PV = present value ($100,000 in our example)

n = number of compounding periods (2 in our example)

r = compound rate of return (an annual rate in our example)

**From Zero Rates to Zero Values**

We have seen above how to use spot and forward rates to calculate that $100,000 would grow to $106,121 over two years and we can express that growth as a zero rate (i.e. an annualized compound rate of growth). An alternative and useful way to express this relationship is to ask, given the zero rate, how much would I need to invest today for my principal to grow to $1 within some time period, such as 2 years in our example. The answer is obtained by dividing $100,000 by $106,121 and expressing the result as a decimal. In our example, the result in 0.9423. This value is called the 2-year “zero value” – not be confused with the two-year “zero rate”. For a one-year period, we assumed a market interest rate of 2%, so $100,000 would grow to $102,000 and the one-year zero value is 100,000 divided by 102,000 or 0.9804.

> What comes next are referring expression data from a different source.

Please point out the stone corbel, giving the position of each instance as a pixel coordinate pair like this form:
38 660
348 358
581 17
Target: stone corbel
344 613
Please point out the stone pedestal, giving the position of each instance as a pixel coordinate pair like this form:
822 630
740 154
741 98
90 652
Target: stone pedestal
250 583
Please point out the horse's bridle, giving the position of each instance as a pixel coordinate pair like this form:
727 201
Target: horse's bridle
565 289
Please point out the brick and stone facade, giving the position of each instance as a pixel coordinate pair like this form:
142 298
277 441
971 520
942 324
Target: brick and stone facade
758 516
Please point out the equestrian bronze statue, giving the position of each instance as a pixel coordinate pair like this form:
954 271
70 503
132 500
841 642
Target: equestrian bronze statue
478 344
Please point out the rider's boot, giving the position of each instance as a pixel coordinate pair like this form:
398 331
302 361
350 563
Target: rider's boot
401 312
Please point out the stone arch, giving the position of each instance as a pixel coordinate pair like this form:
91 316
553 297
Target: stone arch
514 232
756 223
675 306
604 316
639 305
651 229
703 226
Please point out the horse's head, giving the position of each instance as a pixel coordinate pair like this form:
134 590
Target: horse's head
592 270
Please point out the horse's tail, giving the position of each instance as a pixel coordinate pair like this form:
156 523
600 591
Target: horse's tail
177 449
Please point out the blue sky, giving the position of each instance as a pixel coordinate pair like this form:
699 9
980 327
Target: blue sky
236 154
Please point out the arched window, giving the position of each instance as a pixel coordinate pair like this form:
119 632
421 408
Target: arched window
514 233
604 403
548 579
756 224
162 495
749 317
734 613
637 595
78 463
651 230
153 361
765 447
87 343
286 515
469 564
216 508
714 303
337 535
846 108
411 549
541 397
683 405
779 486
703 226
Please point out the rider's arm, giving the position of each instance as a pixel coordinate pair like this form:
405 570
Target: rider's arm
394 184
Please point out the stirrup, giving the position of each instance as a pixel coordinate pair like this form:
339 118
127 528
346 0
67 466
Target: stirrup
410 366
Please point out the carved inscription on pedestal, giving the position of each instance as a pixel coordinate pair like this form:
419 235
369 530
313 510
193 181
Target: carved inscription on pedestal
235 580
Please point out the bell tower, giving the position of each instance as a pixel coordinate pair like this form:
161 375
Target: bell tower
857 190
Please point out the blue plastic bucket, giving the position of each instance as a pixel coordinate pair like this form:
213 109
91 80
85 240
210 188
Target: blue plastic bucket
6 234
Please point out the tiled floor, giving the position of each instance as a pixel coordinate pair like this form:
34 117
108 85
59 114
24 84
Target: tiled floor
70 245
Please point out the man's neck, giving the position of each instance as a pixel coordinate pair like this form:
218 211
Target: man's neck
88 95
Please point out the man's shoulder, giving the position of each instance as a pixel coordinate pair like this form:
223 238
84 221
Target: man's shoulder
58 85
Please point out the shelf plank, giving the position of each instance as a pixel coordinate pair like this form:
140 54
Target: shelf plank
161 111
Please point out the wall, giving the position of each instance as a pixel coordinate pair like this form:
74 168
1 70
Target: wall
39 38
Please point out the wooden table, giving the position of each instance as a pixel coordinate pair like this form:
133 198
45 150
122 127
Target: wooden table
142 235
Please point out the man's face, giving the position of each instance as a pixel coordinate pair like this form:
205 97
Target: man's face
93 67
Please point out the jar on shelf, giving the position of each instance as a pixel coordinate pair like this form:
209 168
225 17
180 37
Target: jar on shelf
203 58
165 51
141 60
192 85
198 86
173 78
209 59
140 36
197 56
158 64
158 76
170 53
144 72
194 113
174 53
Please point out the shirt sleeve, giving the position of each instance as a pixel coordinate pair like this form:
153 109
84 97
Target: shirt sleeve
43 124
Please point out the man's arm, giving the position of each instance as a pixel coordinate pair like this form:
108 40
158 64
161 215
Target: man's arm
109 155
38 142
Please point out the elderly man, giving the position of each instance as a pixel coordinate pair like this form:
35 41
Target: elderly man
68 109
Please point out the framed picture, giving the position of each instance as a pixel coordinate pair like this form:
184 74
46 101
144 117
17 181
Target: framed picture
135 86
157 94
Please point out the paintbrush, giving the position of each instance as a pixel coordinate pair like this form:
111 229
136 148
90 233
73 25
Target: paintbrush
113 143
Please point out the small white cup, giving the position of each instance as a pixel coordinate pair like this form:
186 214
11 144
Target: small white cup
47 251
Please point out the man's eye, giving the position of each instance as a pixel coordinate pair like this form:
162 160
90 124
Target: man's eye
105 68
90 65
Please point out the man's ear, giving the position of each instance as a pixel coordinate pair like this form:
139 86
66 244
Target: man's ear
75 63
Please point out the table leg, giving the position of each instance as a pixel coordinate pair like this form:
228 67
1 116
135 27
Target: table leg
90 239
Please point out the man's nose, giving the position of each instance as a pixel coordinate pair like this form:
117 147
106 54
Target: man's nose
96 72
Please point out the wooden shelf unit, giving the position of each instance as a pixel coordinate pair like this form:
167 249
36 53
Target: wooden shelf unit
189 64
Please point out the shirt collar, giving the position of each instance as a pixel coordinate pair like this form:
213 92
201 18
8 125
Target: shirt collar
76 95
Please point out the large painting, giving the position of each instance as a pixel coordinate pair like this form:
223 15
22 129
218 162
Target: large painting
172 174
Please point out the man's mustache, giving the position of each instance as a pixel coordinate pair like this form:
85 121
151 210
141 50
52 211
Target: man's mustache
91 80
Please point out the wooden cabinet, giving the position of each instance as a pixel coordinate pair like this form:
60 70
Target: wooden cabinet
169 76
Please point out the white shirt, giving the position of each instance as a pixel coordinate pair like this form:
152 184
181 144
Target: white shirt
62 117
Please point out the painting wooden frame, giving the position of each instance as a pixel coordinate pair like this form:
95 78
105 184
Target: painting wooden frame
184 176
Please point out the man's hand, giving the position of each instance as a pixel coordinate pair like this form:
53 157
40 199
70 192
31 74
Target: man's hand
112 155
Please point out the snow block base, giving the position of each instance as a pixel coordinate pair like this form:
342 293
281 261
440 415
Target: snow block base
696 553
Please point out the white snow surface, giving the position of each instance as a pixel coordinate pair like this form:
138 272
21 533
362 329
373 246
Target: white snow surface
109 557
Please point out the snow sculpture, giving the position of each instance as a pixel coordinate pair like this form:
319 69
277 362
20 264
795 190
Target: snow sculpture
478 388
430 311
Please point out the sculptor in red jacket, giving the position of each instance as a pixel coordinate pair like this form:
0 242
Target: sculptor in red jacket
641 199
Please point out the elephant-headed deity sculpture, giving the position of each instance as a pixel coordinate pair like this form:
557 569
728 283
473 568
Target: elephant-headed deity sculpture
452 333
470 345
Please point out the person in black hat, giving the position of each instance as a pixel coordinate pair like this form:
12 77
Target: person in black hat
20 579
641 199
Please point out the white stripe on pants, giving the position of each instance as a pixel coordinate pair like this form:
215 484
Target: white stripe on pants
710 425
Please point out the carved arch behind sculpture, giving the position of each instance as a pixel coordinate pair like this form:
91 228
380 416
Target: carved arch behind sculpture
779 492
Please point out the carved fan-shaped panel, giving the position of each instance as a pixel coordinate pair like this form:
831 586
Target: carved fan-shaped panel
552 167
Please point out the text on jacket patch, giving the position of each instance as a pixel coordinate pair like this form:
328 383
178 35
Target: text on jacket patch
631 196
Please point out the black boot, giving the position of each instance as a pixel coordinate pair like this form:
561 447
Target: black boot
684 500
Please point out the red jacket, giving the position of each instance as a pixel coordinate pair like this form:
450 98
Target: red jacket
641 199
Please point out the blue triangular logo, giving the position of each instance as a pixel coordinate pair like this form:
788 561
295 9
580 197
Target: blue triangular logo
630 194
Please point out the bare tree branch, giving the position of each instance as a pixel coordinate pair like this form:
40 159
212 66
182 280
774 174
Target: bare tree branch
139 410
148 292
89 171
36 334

What is interesting and very useful to know is that we can easily calculate the forward rate between years 1 and 2 using the formula:

Forward = [(1-year zero) / (2-year zero) ] – 1

Using our example, the results is (0.9804/0.9423) – 1 = 0.0404 or 4.04%

In a later post we will see how we can take zero yields on US Treasury bonds, apply this simple formula and construct an accurate set of forward investment returns that will be the cornerstone or planning for retirement security.